Like everything else about writing a book, the editing process takes time and work.
Step One: Write. The first step, not surprisingly, is to write. I signed a publishing contract in December 2008 that gave me until June 2009 to deliver a first manuscript. Even though over half of my manuscript was written in December, it’s always a challenge to finish a book.
Step Two: Collaborate. This is where your editor comes in. Rather than waiting for feedback until June, I collaborated with my editor, Susan, much earlier. She gave me her big picture thoughts about the book, and I shared my vision for completion. We tried to wrestle with some of the tough questions up front, like How can we make my writing more universal? Are there too many stories about my own family? Will my audience be able to relate to Lady Lawyer? If your editor has the time, I’m a firm believer in early collaboration.
Step Three: Back and forth. After June 2009, Susan and I both worked heavily on the manuscript, passing it back and forth. The wonderful thing about working with a skilled editor is she will make your work better and sharper. When I think about Susan, I think about Proverbs 27:17: “Iron sharpens iron, so one [woman] sharpens another.” A good editor will provide solid criticism. This chapter has no take away. This story doesn’t belong in the book. This part is too redundant. Susan and I went back and forth – line by line – until we were both satisfied with the content.

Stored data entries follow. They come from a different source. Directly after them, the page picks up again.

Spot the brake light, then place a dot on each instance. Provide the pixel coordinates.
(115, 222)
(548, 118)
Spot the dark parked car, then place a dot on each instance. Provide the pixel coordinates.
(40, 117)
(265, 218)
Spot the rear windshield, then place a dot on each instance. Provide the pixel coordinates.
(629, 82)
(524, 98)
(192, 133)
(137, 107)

Step Four: Copyedit. Once Susan and I were done editing, she passed the book to the copyeditors. These are the master proofreaders! They also gave the content a fresh read and caught inconsistencies. Presently, the manuscript continues to go through several sets of proofreading until it’s ready to go to print. (This is where we’re at right now. Printing is set for late March 2010.)
That’s the editing process in a nutshell. The most difficult part of editing can be opening yourself up to criticism. For me, this wasn’t anything new (I’ve worked in a large law firm for 15 years) but I can imagine that constructive criticism is probably tough for most writers (especially the Lone Ranger types). In the end, two heads are better than one – that’s the beauty of editing!